Точно так же, если бы я услышала, как Марс читает Корнеля, я бы настаивала на том, что она должна играть Сида; а если Расина, то Орест, вероятно, был бы первой ролью, которую я бы для нее выбрала. Но поскольку даже она, со всей своей гарриковской универсальностью, не смогла бы исполнить каждую роль в каждой пьесе, трагедии придется пока что пребывать в покое как во Франции, так и в Англии.

В этот период междуцарствия им, учитывая, как сильно они любят развлекаться, повезло, что у них есть запас комедиантов — старых, молодых и среднего возраста, — за который им не стоит опасаться; ибо весь французский народ, кажется, наделен талантом, который позволил бы им по первому требованию восполнить любые пробелы в труппе.

Я редко возвращаюсь с подобного представления, не пытаясь в какой-то мере проанализировать очарование, которое меня пленило: но в большинстве случаев оно слишком легкое, слишком тонкое, чтобы позволить уловить себя столь прозаическим процессом. Уверяю вас, мне часто бывает наполовину стыдно за то удовольствие, которое я получаю от... сама не знаю чего. Игривая улыбка, говорящий взгляд, комичный тон, изящный жест придают эффект словам, в которых зачастую нет ничего более остроумного или мудрого, чем то, что нередко можно встретить (особенно здесь) в обычном разговоре. Но все это настолько досконально понятно, от «благородного отца» до рабочего сцены, — настолько совершенно в своей постановке, пьеса настолько восхитительно подходит актерам, а актеры — пьесе, что все, чем можно восхищаться и наслаждаться, доходит до вас без каких-либо помех от ошибок или неловкости любого рода.

То, что сочинение этих счастливых безделок не может быть делом большого труда или сложности, можно разумно предположить из непрерывной череды новинок, которые производит каждый театр и каждый сезон. Процесс для этого живого и находчивого народа должен быть довольно приятным — они должны улавливать из того, что происходит перед ними (возможно, не такая уж трудная задача), какую-нибудь пикантную ситуацию или нелепую оплошность: малейшей нити достаточно, чтобы скрепить легкие материалы сюжета; а затем должно последовать крещение необходимой пропорции мужских и женских, старых и молодых, очаровательных и нелепых персонажей. Как только список составлен и порядок сцен, которые должны развить сюжет, определен, я могу представить, как автор получает истинное удовольствие, вкладывая в уста каждого персонажа все дерзкие колкости на любую тему, которые может подсказать его воображение, достаточно искусное в таких делах. Когда к этому добавляется случайное прикосновение естественного чувства и немного популярного благородства в любой реплике, маленькая комедия готова к сцене.

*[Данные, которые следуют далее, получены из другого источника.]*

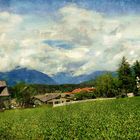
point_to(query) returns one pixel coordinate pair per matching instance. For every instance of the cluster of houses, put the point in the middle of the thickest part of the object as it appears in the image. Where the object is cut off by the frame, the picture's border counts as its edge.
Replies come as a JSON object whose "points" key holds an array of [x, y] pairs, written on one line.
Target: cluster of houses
{"points": [[50, 98], [59, 98]]}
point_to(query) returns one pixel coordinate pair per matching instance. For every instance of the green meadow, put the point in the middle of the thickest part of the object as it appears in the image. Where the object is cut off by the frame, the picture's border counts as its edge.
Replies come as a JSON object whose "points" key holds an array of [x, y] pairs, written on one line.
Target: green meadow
{"points": [[108, 119]]}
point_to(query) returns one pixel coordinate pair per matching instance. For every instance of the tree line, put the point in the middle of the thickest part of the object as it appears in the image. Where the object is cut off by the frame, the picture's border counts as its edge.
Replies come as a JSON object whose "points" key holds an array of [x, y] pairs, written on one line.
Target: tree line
{"points": [[107, 85], [125, 81]]}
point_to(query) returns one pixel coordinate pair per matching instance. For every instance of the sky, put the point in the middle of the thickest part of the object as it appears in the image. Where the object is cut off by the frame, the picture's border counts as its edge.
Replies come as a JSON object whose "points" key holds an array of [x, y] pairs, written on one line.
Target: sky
{"points": [[72, 36]]}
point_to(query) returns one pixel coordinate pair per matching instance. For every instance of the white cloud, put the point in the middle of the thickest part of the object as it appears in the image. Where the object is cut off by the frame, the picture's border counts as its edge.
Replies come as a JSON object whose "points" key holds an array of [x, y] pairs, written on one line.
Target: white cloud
{"points": [[99, 41]]}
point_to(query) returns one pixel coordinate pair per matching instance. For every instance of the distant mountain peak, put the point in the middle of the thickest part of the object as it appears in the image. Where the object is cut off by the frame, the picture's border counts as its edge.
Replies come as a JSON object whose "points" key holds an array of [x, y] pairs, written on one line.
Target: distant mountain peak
{"points": [[26, 75]]}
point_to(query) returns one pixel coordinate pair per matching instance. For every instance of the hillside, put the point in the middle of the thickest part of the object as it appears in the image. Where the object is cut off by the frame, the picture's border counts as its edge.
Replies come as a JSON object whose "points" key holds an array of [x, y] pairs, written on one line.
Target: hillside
{"points": [[26, 75], [110, 119]]}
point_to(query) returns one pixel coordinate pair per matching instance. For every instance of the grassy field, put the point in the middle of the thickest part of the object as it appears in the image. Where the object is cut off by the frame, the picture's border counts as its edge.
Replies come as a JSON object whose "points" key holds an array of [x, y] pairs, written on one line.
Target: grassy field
{"points": [[109, 119]]}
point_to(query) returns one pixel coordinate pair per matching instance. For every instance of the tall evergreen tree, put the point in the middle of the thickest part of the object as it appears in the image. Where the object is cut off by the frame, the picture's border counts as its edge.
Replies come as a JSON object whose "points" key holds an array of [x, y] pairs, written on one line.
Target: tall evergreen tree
{"points": [[126, 79], [136, 68]]}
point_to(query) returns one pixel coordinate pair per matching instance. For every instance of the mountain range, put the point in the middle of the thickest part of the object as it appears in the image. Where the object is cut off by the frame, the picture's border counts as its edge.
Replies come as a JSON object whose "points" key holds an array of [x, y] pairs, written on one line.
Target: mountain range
{"points": [[35, 77]]}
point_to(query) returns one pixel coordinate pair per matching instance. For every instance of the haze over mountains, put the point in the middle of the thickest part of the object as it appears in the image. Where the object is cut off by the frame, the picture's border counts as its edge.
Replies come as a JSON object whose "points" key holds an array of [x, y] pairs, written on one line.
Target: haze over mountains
{"points": [[35, 77]]}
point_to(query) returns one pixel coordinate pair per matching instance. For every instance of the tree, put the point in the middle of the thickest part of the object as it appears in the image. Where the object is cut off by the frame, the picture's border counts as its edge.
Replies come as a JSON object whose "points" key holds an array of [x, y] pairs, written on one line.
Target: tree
{"points": [[126, 80], [136, 68], [106, 86], [136, 72]]}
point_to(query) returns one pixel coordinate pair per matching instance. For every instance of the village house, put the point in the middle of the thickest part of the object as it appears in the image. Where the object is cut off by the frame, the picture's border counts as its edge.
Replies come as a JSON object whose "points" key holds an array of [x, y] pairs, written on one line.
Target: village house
{"points": [[78, 90], [51, 99], [4, 95]]}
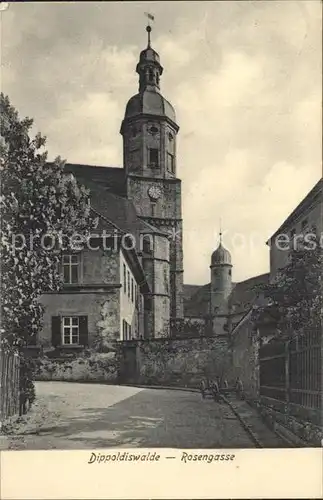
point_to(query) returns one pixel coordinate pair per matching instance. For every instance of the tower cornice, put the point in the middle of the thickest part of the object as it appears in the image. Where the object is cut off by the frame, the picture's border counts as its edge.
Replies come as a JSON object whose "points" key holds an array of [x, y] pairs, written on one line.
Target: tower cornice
{"points": [[147, 116]]}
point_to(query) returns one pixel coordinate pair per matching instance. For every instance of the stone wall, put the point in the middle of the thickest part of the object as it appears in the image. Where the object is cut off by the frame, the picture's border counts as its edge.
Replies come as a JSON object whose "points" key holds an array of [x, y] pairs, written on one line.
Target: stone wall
{"points": [[174, 362], [87, 367], [245, 365]]}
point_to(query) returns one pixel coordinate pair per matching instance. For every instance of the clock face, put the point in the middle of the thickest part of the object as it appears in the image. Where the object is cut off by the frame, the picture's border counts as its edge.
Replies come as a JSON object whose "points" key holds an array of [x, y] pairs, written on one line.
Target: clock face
{"points": [[154, 192]]}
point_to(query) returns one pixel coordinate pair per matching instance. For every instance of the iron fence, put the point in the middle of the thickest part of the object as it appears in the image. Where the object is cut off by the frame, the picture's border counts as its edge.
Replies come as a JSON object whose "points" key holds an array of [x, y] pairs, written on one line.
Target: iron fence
{"points": [[291, 373], [9, 384]]}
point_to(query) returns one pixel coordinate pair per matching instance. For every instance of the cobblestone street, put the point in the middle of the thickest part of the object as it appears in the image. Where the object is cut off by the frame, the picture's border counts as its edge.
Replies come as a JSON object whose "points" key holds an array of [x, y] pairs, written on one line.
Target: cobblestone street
{"points": [[82, 416]]}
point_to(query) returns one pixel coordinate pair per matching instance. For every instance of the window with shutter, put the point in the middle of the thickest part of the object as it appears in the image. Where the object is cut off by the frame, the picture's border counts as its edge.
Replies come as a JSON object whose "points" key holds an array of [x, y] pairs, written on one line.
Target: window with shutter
{"points": [[56, 331], [84, 334]]}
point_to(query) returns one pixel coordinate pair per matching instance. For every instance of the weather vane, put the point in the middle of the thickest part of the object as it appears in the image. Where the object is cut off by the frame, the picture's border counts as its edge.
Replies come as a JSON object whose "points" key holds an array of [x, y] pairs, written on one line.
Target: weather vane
{"points": [[148, 29]]}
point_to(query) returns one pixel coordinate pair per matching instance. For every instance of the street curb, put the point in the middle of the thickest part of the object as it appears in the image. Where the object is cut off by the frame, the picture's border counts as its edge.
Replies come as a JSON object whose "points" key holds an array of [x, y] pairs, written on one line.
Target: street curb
{"points": [[244, 424], [162, 387]]}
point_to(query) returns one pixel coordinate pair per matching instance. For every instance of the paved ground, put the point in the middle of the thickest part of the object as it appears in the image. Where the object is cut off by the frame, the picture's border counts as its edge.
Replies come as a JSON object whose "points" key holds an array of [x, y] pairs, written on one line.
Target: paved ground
{"points": [[73, 415]]}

Это, безусловно, очень легкое производство, которое зависит, пожалуй, больше от бесстрашной непринужденности как автора, так и актера, чем от блеска остроумия, которое оно демонстрирует. Та старомодная стыдливая грация, столь любимая царем Соломоном и называемая в библейских выражениях застенчивостью, приносится в жертву довольно безжалостно женской частью исполнителей, по-видимому, из страха ослабить дух и живость сцены какими-либо сомнениями. Но я подозреваю, что эти дамы неверно оценивают относительную ценность противоборствующих достоинств; мадемуазель Марс может показать им, что деликатность и живость не являются несовместимыми; и хотя я признаю, что было бы немного неразумно ожидать, что все парижские водевильные актрисы будут подобны Марс, я не могу не думать, что в городе, где ее манера игры в комедии столько лет провозглашалась совершенной, нет необходимости искать силу притяжения в том, что так совершенно с ней не вяжется.

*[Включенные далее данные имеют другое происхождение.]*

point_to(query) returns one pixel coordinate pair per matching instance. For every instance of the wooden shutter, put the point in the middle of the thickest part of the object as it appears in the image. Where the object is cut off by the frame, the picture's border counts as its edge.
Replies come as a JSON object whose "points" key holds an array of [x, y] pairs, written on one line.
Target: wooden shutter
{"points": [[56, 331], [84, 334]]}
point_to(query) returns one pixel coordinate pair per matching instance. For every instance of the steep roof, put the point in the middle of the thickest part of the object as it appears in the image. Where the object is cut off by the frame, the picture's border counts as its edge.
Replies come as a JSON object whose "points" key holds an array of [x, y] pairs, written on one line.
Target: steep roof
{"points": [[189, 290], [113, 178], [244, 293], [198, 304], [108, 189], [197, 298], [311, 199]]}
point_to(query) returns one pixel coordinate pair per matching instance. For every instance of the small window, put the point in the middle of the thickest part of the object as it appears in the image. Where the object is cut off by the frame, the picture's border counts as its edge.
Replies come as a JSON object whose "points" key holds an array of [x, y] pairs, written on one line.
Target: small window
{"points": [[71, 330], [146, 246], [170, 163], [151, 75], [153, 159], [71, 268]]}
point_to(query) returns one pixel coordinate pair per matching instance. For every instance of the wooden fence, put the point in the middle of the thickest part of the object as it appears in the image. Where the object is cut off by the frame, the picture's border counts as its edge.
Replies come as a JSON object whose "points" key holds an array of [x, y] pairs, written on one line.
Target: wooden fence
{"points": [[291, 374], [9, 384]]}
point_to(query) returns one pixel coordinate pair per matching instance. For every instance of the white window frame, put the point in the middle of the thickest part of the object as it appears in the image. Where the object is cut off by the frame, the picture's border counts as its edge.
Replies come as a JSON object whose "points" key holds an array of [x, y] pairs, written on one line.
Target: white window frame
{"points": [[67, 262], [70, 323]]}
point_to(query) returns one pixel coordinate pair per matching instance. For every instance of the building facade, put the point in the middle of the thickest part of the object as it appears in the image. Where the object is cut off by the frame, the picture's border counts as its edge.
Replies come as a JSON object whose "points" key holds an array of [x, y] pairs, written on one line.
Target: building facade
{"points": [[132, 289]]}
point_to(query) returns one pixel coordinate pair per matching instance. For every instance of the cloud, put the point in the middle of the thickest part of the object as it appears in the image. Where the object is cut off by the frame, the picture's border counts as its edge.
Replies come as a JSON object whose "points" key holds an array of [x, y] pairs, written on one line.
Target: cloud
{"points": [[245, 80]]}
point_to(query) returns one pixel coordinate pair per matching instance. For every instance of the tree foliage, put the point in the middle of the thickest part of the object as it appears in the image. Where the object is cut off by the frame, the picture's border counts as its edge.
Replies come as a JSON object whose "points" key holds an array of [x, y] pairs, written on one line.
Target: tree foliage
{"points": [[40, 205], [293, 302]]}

Исполнению комедии здесь часто помогает свобода среди актеров, которую я иногда, но не часто, видела дозволенной в Лондоне. Для успеха, да и для того, чтобы это можно было вынести, требуется, чтобы публика была в прекрасном расположении духа и очень сердечно сочувствовала происходящему на сцене. Я имею в виду ту роль, которую исполнители иногда берут на себя не только в игре, но и в получении удовольствия от нее. Я никогда в жизни не видела людей, которые были бы более искренне развлечены или более склонны бесцеремонно это показывать, чем актеры в «Смешных жеманницах», которых я видела несколько вечеров назад в «Французской комедии». В этом случае, я думаю, дух представления был, безусловно, усилен этой вольностью, и вот почему: сцена представляет группу, в которой одна сторона по необходимости должна быть чрезвычайно развлечена успехом мистификации, которую они практикуют над другой. Но признаюсь, что иногда я чувствовала некоторую английскую скованность, замечая на сцене атмосферу веселья и шуток, которые, казалось, были созданы в той же мере для самих исполнителей, что и для публики. Но хотя упомянутый мною пример этого произошел в «Комеди Франсез», вряд ли это там дойдет до какой-либо оскорбительной степени. Меньшим театрам во многих случаях стоило бы внимательно копировать этикет и приличия всех видов, которые демонстрирует великий национальный театр: но, возможно, не совсем справедливо ожидать этого; к тому же нам могли бы справедливо ответить: «посмотрите на себя».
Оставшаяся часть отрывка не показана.